Making Jordan Great Again?


Today I read this  scathing attack on Jordanian immigration policy by a leading Jordanian journalist.  In a nutshell, he rips what he considers an over reliance on foreign workers at the expensive of hiring Jordanians.

The Key Question this article raises:  what does this say about the long-term fate of global immigration paradigms if Jordan – a relatively poor country – is having this kind of problem in 2017?

The article is in Arabic – here is my translation of the key points: 

A report by the “Empowerment” center, expected to be published next week … is filled with key information and data about foreign workers that illustrate the extent that official policy has failed in this area…The total number of foreign workers in the country is 1.2 million, with 315,000 of them having legal authorization to work….

These kinds of statistics about foreign workers, do not reflect – in any way shape or form – a healthy or natural state in a young society like Jordan, which suffers from high unemployment, reaching 40% amoung young people, in a state which has huge debt and a large budget defecit.

This situation (high unemployment + a labor market filled with foreign workers) is one of the central problems with the Jordanian economy. …
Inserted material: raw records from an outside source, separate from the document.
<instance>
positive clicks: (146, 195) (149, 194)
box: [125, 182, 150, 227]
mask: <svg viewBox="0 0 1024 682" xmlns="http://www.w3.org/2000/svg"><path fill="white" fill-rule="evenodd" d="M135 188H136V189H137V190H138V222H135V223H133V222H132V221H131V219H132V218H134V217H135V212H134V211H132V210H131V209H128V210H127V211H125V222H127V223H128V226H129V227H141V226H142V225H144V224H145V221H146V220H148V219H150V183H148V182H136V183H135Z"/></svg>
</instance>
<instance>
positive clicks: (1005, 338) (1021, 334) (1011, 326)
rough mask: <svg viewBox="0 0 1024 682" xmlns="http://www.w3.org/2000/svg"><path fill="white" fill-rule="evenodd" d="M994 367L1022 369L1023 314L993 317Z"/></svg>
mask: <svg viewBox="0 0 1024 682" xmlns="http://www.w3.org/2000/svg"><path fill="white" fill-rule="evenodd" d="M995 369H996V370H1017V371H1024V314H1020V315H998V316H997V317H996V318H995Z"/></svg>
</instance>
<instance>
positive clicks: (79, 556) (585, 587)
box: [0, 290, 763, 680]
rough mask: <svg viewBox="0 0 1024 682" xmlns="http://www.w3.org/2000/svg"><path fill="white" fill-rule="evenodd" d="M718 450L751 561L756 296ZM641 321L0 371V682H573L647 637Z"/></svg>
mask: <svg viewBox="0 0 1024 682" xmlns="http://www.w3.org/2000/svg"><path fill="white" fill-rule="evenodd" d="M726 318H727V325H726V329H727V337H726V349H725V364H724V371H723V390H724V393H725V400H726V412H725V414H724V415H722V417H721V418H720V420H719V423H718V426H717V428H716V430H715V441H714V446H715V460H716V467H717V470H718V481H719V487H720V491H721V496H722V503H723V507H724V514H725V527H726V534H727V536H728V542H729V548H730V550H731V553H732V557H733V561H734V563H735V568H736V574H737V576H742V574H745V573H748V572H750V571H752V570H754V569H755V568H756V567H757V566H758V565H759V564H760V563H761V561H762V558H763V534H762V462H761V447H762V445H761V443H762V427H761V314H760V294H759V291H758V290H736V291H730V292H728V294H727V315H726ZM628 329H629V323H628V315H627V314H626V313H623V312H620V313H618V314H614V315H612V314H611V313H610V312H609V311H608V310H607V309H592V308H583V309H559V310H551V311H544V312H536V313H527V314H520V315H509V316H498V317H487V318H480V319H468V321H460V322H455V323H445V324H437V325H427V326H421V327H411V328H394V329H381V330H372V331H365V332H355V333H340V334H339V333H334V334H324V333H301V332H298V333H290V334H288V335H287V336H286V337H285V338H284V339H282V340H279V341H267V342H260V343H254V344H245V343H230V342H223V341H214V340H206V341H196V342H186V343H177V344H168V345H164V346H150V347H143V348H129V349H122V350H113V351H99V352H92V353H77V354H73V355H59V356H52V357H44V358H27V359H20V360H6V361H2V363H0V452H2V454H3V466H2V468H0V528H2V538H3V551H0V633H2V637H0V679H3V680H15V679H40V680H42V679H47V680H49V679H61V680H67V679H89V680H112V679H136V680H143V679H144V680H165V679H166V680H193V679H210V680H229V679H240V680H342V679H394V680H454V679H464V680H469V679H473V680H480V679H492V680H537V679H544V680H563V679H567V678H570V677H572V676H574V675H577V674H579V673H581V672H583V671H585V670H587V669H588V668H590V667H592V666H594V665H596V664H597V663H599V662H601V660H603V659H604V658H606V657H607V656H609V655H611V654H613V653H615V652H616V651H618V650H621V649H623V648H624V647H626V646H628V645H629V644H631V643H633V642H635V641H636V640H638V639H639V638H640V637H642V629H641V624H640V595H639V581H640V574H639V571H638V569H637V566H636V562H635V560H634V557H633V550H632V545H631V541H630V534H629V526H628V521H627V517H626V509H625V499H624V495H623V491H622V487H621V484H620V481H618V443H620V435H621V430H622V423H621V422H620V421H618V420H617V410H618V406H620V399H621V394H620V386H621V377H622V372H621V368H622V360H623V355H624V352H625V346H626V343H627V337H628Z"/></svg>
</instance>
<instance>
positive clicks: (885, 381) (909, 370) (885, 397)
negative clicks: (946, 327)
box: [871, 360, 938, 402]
Author says “nonsense” to the notion that situation is necessary since Jordanians won’t work those jobs:

As for the “Culture of Shame” supposedly held by Jordanian workers, always stated by officials, is a false smear, designed to hide the failings of their policies.   It’s a huge lie, and we won’t be silent about it from hereon out. Because whenever you go to the Labor market, in the restaurants, the coffee shops, auto shops, the malls, and any large-scale commercial areas in Amman ( I can can cite dozens of examples), you will find young Jordanian men and women, a high number university students, working there, for very low salaries, merely in order to make daily spending money.

What To Do About It: 

Private Sector has to give the priority to Jordanians, implement laws for hours, minimum wage, social security, health insurance etc….legislation further emphasizing the favoring of Jordanian workers…focus on a few industries at a time, such as Services and Tourism.

Remember – This is Jordan – a relatively poor country – having this problem.

From a purely business sense, these arrangements makes a certain sense. For firms, they are naturally going to be looking for the lowest cost labor. That’s just the nature of business.  And nobody can blame foreign workers who go to Jordan to seek out opportunities.

But this is an explosive political problem (everywhere), and it’s only going to continue to become more of an issue over time.  It absolutely contributes to political tension and the rise of extremism in countries like Jordan and Saudi Arabia. (See my analysis of this problems as relates to KSA here)

The only long-term solution I can see is a much greater focus on Economic Localism.  See several articles I have written on this topic:

To Beat ISIS Focus on Economic Reforms

Not Just Tech Entrepreneurship in the Middle East

Stop Sending So Many Young People to University

2 thoughts on “Making Jordan Great Again?

  1. A reader in the UAE

    Thanks for posting about this issue. I would not have imagined this scenario to be happening in Jordan, as you suggested, a poor country. Does the article mention the country of origin of the foreign workers?


  2. Nathan

    Unfortunately it does not specify any nationality. I too had that thought and will look into it more and follow any more articles on this issue.